Tak selang beberapa lama, sampailah tukang ojek itu, dari perawakanya ku kira dia sedikit lebih tua dari ku. Disini permainan ku di putar. Aku memikirkan dia sebenarnya adalah seorang yang lebih dari mapan, namun karena orang tuanya terlalu banyak menuntut, kabur lah ia dari rumah mewahnya. Hanya membawa tekad dan nekat dia berjelajah di kota Bandung, lalu bertemu dengan seorang kakek yang sudah tua dan berniat mengurusnya. Mencari kerja dan disinilah ia sekarang. Orang yang mengantarkan ku ke awal hidup yang baru. Aku cekikikan sendiri, lucu juga membayangkanya. Seperti cerita di sinetron.

"Kenapa a?" Tanya tukang ojek itu mendengar aku tertawa kecil

"Engga, engga. Maaf ya." Jawabku

"Wah kalau nyetir saya kurang enak bilang aja ya."

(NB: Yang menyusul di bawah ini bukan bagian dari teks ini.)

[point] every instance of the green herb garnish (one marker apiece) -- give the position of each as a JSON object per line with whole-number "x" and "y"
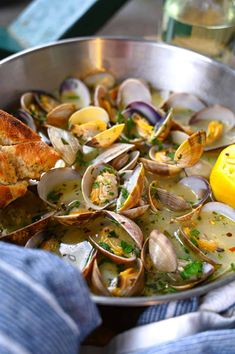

"hahaha. Siap. Ini sudah enak kok" aku sekarang tertawa lebar

Memang ajaib kota satu ini. Kami jadi berbincang seperti orang yang sudah kenal selama bertahun-tahun. Keramahan seperti nilai jual yang biasa disini. Hebat.

"Ini ongkosnya, terimakasih"

"Sama-sama, a. Sukses ya ngekosnya."

"Hahaha. Mas juga, semoga cita-citanya membeli rumahnya tercapai" ucapku sambil tersenyum

Dari perbincangan selama di jalan, ternyata tukang ojek itu adalah seorang lulusan SMP yang bisa dibilang berandal pada masanya. Beliau kawin lari dengan pacarnya dan menikah. Setelah itu baru lah hatinya tergugah untuk merubah jalan hidup dan memperbaiki diri. Mulai lah beliau mencari kerja, menjadi tukang ojek online untuk membiayai kehidupan sehari-hari serta memberikan kehidupan yang layak untuk keluarga. Apalagi istrinya sedang mengandung. Romantisme seorang lelaki terkadang memang datang terlambat.

Namun kisah beliau jauh sekali kan dari permainanku. Haha, biarlah. Toh kisah hidup beliau yang sebenarnya jauh lebih menarik dan baik.

Sampailah aku di sebuah rumah yang bisa dibilang sederhana, namun cukup. Bangunan dengan gaya 2000-an awal. Ber cat semu oranye, bernomor sepuluh. Aku cek kembali alamatnya di ponsel ku. Aku sudah berada di jalan yang tepat, jalan Sersan Badjuri Dalam.

Awal yang baru akan di mulai. Dalam remang Bandung yang mengabu.